Sementara itu, Ki Mahoni yang melawan Agung Sedayu berusaha untuk mengetahui dengan pasti setiap tingkat kemampuan anak muda yang mendebarkan itu. Anak muda yang telah mampu membunuh seorang yang bernama Ajar Tal Pitu. Karena itu Ki Mahoni yakin bahwa anak muda itu memiliki kemampuan yang sangat tinggi.

Agung Sedayu pun bertempur dengan sangat cermat. Ia tidak mau membuat kesalahan yang dapat menyeretnya ke dalam kesulitan. Ia sadar, bahwa Ki Mahoni mulai dari tingkat yang sederhana. Namun dengan pasti meningkat selapis demi selapis.

Sebenarnya-lah sikap itu telah menyinggung perasaan Agung Sedayu. Seolah-olah lawannya itu meragukan kemampuannya sehingga ia harus menjajaginya dari tingkat yang paling rendah. Namun sebagaimana kebiasaan Agung Sedayu, maka ia selalu menahan diri dan bahkan telah menyesuaikan keadaannya. Ia tidak perlu merasa gelisah sekali karena jumlah lawan yang terlalu banyak. Justru karena itu, maka ialah yang kemudian berusaha mengendalikan lawannya.

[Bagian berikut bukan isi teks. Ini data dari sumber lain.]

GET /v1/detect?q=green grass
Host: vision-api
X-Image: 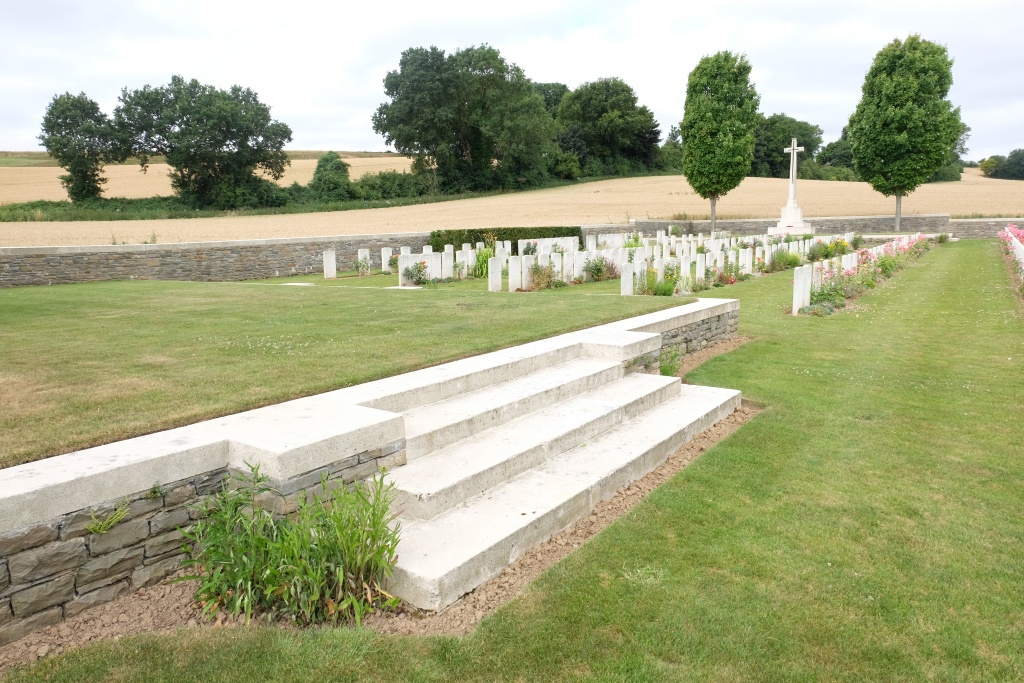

Pada tataran tertentu, Agung Sedayu melayani lawannya tanpa meningkatkan ilmunya untuk waktu yang cukup lama, sehingga kadang-kadang ia membuat Ki Mahoni ragu-ragu. Bahkan dengan tekanan-tekanan yang berat. Agung Sedayu bertahan pada tataran tertentu, sehingga Ki Mahoni rasa-rasanya kehilangan pegangan atas pengamatannya karena sikap Agung Sedayu. Namun Agung Sedayu sama sekali tidak cemas bahwa ia akan mengalami kesulitan, karena perlindungan ilmu kebalnya, meskipun ia tidak berusaha menampakkannya dan semata-mata sekedar untuk mengamankan usahanya membaurkan tingkat kemampuannya.

Namun Ki Mahoni tidak cepat percaya kepada tingkat kemampuan lawannya, karena sebelumnya ia sudah tahu bahwa Agung Sedayu telah membunuh Ki Ajar Tal Pitu.

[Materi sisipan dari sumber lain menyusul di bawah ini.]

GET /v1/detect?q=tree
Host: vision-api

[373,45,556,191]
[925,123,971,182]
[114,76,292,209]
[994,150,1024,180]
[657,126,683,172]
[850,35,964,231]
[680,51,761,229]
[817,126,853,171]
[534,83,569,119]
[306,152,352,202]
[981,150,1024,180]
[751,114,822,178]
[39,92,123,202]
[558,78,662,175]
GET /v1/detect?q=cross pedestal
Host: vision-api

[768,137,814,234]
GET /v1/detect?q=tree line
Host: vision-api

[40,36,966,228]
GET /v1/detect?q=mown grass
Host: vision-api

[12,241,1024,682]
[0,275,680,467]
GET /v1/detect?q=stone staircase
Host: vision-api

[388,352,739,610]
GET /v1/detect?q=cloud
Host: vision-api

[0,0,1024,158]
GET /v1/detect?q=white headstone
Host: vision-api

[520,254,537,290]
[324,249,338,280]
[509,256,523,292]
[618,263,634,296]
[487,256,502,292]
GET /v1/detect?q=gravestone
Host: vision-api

Dalam keadaan yang demikian, maka Ki Mahoni berusaha untuk memaksa lawannya meningkatkan kemampuannya dengan tekanan-tekanan yang berat, sehingga mau tidak mau maka lawannya harus mengimbanginya dengan meningkatkan ilmunya.

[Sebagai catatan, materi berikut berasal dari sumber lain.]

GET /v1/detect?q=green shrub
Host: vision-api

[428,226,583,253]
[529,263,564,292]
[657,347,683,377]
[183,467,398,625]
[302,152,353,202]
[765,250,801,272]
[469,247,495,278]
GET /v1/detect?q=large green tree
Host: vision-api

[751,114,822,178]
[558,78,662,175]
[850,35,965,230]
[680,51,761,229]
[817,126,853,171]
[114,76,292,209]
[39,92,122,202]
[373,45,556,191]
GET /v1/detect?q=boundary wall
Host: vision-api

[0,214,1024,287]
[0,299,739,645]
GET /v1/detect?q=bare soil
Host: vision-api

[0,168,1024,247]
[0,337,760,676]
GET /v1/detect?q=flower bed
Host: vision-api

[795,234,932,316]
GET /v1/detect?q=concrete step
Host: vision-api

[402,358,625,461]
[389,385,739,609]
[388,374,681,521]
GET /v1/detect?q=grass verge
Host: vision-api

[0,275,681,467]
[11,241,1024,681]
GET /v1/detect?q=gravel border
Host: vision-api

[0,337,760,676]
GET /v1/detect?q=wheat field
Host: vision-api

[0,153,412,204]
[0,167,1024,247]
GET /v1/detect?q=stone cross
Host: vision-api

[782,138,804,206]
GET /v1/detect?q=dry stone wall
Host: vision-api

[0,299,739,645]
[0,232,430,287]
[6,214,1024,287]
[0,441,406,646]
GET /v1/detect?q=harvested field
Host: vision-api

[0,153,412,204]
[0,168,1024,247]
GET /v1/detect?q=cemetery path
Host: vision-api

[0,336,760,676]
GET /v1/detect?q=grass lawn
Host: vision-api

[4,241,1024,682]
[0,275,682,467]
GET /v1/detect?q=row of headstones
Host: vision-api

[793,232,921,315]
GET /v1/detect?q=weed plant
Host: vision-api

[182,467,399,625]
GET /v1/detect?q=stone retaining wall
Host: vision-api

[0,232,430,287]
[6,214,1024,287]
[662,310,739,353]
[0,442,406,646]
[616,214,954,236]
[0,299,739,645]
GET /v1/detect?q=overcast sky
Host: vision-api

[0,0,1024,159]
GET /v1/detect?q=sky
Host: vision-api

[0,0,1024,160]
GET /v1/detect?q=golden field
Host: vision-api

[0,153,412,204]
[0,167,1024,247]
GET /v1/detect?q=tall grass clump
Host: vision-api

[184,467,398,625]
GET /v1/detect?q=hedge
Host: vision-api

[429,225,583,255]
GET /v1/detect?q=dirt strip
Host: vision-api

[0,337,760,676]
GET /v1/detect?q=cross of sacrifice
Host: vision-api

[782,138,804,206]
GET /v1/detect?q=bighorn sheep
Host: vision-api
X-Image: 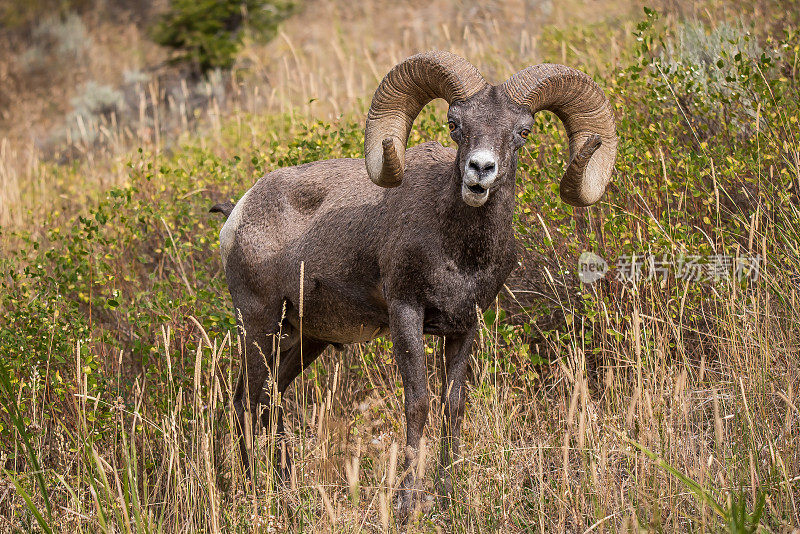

[213,51,617,515]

Namun dalam pada itu, akhirnya Ki Mahoni menjadi tidak telaten. Akhirnya ia sadar, bahwa Agung Sedayu berusaha untuk merusak pengamatannya. Karena itu, maka akhirnya ia memutuskan untuk langsung sampai ke puncak kemampuannya, sehingga lawannyapun akan segera mengerahkan segenap ilmunya pula.

“Agung Sedayu,” berkata Ki Mahoni kemudian, “ternyata bahwa kau benar-benar seorang anak muda yang sombong. Kau tidak mau melangkah pada tataran demi tataran.”

“Kaulah yang terlalu merendahkan aku,” berkata Agung Sedayu, “kau mulai penjajaganmu dari tataran yang paling sederhana, seolah-olah aku memang seorang anak yang baru mulai berguru kepada seorang pertapa di padepokan kecil yang terpencil.”

“Kau tersinggung,” bertanya Ki Mahoni.

“Tidak,“ jawab Agung Sedayu, “bukankah aku tidak berbuat apa-apa?”

“Baiklah,” berkata Ki Mahoni, “jika demikian, aku akan langsung pada tingkat tertinggi dari ilmuku, meskipun barangkali belum pada ilmu pamungkasku. Mungkin dengan demikian, baru kau akan menyadari bahwa kau bukan orang yang dapat dianggap penting dalam dunia ilmu kanuragan. Jika pada suatu hari kau pernah membunuh Ajar Tal Pitu, maka hal itu tentu hanya karena satu kebetulan.”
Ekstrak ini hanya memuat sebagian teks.